Mr Baumgartner lifted off Thursday for a test jump from Roswell, New Mexico, aboard a 100-foot helium balloon. He rode inside a pressurized capsule to 71,581 feet - 13.6 miles - and then jumped.
He parachuted to a safe landing, according to project spokeswoman Trish Medalen.
'The view is amazing, way better than I thought,' Mr Baumgartner said after the practice jump, in remarks provided by his representatives.
Thursday's rehearsal was a test of his capsule, full-pressure suit, parachutes and other systems.
A mini Mission Control - fashioned after NASA's - monitored his flight.
Mr Baumgartner reached speeds of up to 364.4 mph Thursday and was in free fall for three minutes and 43 seconds, before pulling his parachute cords. The entire jump lasted eight minutes and eight seconds.
With Thursday's successful test, Mr Baumgartner is believed to be only the third person ever to jump from such a high altitude and free fall to a safe landing, and the first in a half-century.

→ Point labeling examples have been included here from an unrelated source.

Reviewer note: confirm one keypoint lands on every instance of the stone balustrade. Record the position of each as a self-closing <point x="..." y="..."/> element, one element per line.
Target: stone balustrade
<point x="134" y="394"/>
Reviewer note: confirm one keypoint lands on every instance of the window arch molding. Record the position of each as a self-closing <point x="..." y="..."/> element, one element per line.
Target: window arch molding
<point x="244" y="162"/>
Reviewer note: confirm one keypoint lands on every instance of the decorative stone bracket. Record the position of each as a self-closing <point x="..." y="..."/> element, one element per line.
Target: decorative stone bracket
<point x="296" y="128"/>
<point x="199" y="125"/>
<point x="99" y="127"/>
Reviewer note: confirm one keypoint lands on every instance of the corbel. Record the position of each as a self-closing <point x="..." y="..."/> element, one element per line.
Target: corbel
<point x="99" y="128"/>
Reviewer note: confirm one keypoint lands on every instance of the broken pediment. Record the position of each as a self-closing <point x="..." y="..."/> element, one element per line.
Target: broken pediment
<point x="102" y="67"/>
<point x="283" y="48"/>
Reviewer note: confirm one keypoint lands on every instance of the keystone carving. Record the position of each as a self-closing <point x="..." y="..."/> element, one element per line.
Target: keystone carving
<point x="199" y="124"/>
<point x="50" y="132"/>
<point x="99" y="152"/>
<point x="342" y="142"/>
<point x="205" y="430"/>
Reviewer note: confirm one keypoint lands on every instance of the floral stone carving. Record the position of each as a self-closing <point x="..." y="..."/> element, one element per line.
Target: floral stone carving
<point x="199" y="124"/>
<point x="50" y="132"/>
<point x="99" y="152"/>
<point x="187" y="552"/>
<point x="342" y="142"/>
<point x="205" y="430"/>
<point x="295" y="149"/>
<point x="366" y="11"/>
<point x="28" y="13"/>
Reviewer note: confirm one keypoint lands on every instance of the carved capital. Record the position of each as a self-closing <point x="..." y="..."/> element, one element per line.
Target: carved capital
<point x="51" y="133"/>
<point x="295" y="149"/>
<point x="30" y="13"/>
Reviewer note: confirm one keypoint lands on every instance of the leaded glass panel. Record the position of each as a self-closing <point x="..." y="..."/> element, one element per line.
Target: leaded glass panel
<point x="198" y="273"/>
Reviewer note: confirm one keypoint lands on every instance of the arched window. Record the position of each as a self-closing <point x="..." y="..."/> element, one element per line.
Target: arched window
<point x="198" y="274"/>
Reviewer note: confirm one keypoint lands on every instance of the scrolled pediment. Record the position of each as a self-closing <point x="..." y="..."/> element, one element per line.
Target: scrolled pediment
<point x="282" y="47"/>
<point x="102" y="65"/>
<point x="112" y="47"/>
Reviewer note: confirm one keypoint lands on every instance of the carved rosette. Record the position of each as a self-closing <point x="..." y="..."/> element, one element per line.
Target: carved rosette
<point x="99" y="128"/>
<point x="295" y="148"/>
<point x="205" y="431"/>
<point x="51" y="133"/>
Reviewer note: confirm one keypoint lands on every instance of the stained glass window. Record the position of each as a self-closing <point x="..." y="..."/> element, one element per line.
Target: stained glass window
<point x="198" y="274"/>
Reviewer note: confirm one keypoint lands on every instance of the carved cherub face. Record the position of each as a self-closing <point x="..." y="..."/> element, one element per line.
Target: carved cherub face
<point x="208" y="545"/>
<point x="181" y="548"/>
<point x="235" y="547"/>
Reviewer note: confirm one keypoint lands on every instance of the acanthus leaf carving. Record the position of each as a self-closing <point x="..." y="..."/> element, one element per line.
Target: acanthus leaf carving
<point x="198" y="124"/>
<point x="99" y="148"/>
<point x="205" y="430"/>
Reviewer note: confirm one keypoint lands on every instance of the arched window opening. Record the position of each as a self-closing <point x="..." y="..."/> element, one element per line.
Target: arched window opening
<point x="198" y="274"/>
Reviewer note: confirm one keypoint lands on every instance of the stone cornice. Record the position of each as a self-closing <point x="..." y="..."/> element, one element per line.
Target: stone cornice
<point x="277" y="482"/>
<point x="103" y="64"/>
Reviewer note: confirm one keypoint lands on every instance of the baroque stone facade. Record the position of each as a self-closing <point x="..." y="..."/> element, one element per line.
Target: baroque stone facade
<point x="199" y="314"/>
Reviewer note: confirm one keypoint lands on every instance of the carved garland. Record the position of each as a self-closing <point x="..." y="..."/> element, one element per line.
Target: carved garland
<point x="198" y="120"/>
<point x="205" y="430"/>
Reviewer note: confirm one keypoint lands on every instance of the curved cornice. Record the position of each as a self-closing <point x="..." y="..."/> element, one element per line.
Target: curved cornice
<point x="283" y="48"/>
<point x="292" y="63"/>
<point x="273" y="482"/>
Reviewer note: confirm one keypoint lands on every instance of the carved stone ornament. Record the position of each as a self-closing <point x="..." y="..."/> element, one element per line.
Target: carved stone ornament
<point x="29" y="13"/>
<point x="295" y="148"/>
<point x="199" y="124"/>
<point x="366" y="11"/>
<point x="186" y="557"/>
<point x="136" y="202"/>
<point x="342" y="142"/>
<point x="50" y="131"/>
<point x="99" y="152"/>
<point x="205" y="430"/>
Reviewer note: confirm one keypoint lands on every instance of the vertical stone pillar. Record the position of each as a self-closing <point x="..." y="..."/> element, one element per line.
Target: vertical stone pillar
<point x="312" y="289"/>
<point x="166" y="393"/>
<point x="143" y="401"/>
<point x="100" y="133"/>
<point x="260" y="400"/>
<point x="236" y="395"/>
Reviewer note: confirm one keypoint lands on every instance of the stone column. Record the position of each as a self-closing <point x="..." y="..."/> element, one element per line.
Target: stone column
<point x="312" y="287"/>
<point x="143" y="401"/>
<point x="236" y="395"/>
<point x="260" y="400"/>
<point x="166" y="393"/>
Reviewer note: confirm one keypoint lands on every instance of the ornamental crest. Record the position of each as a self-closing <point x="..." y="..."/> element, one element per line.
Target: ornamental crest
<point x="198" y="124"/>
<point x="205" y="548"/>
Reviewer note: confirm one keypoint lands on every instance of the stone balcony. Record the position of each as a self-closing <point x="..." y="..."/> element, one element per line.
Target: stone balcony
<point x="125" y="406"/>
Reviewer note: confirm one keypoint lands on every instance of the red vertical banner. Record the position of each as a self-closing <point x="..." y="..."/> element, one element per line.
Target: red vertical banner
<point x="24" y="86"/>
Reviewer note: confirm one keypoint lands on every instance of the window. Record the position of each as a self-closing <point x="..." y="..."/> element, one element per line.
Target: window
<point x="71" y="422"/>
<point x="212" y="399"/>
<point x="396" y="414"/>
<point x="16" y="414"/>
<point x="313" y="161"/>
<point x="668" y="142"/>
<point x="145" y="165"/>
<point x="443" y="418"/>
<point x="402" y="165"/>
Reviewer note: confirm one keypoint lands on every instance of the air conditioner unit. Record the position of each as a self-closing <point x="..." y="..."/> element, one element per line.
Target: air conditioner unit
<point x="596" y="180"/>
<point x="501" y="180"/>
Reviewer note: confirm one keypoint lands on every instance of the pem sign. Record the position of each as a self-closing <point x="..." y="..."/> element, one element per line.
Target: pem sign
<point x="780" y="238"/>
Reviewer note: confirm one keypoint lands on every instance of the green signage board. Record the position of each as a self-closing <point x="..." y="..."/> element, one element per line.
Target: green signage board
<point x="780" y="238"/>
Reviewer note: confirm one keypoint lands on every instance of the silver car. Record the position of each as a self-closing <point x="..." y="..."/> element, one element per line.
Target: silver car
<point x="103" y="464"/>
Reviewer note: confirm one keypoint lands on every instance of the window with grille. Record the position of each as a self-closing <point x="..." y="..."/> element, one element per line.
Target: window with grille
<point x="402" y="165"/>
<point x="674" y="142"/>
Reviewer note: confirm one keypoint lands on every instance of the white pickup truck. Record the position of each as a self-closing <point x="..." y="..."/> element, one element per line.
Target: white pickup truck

'I'm now a member of a pretty small club,' he said.
The record for the highest free fall is held by Joe Kittinger, a retired Air Force officer from Florida. He jumped from 102,800 feet - 19.5 miles - in 1960.
Mr Baumgartner is out to beat that record.
He plans one more dry run - jumping from 90,000 feet - before attempting the full 120,000 feet. The launch window opens in July and extends until the beginning of October.
For comparison, commercial jets generally cruise at over 30,000 feet.
Mr Baumgartner has jumped 2,500 times from planes and helicopters, as well as some of the highest landmarks and skyscrapers on the planet.
Among his conquests: the Christ the Redeemer statue overlooking Rio de Janeiro, the Millau Viaduct in southern France, the 101-story Taipei 101 in Taiwan.
He's also plunged deep into the Earth, leaping face-first into a pitch-dark cave in Croatia.
Mr Baumgartner considers that 620-foot-deep cave jump his most dangerous feat so far, soon to be outdone by his stratospheric plunge.
His mission takes its name, Red Bull Stratos, from the stratosphere as well as the energy drink-maker sponsor.
'I like to challenge myself,' Mr Baumgartner told The Associated Press in a recent interview, 'and this is the ultimate skydive. I think there's nothing bigger than that.'
There are no hard feelings between Mr Kittinger and the man who is out to break his record, however, as Mr Kittinger is now 83 and one of Mr Baumgartner's chief advisers.